Grice’s Cooperation Principle and Conversational Maxims

1 Cooperation Principle

Conversational Maxims and Implicatures are the foundation of the philosopher H.P. Grice’s pragmatic account of communication. To account for the distinction between what is directly said and what is conveyed by an utterance, Grice proposed that in conversing, participants proceed according to an implicit assumption that he terms the cooperative priniciple:

“Make your conversational contribution such as is required, at the stage at which it occurs, by the accepted purpose or direction of the talk exchange in which you are engaged.”

2 Conversational Maxims

Another set of assumptions, called conversational maxims, underlie the cooperative priniple:

1.  Quality: Try to make your contribution 
        one that is true. 
(1) Do not say what you believe to be false.
(2) Do not say that for which you lack 
        adequate evidence.

2.  Quantity
(1) Make your contribution as informative as is 
        required for the current purposes of the exchange.
(2) Do not make your contribution more informative 
        than is required. 

3.  Relation: Be relevant. 

4.  Manner: Be perspicuous.
(1) Avoid obscurity of expression.
(2) Avoid ambiguity.
(3) Be brief (avoid unnecessary prolixity).
(4) Be orderly. 

3 Meanings Beyond What Is Said

Grice demonstrates that conversational participants convey meanings beyond that which is said if they assume that the other is adhering to the cooperative principle and its maxims.

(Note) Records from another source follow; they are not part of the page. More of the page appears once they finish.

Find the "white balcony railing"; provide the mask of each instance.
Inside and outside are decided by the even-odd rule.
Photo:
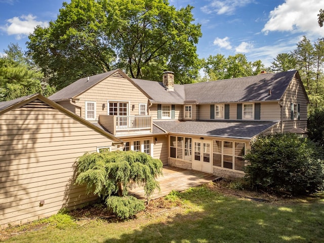
[[[150,129],[150,115],[115,115],[116,131]]]

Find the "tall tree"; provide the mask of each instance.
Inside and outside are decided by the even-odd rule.
[[[107,21],[97,1],[64,2],[56,20],[48,27],[37,26],[29,35],[28,53],[59,89],[107,71],[115,58],[105,34]]]
[[[27,47],[59,88],[116,67],[153,80],[169,69],[176,82],[190,83],[201,36],[192,10],[177,10],[166,0],[71,0],[48,27],[35,29]]]
[[[204,70],[209,80],[219,80],[257,75],[265,69],[261,60],[252,62],[244,54],[237,54],[226,58],[217,54],[203,60]]]
[[[320,9],[319,10],[319,13],[317,14],[318,17],[318,25],[319,27],[323,27],[323,22],[324,22],[324,10]]]
[[[271,62],[271,70],[274,72],[285,72],[296,69],[296,61],[291,53],[279,53]]]
[[[42,83],[43,73],[18,44],[10,44],[4,52],[0,57],[0,101],[36,93],[49,95],[53,93],[51,87]]]

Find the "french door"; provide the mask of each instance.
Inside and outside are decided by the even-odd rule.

Conversationalists can deal with the maxims in several ways: They can follow them, violate one of them, opt out of one of them, sacrifice one to the other if they clash, or flout them. Lying, for example, violates the maxim of quality. The maxims derive their explanatory power from what happens when behavior appears not to conform to them. Thus, as Green (1989) explains, since speakers assume that hearers adopt the cooperative principle and its maxims for interpreting speech behavior, the speaker is free to exploit it, and to speak in such a way that his behavior must be interpreted according to it. If the speaker’s remark seems irrelevant, the hearer will attempt to construct a sequence of inferences that make it relevant or at least cooperative. This exploitation of the maxims is the basic mechanism by which utterances are used to convey more than they literally denote, and Grice called it implicature.

4 A Normative Theory?

Acts of language that run counter to Grice’s Conversational Maxims are termed violations. But if we find a culture in which violations rather than the maxims are the norm, the theory loses much of its explanatory power. The violations may in fact not be violations at all, and acts in accordance with the maxims may actually become violations. Perhpas it is not a theory at all, but a normative model – an unintended prescription for using language.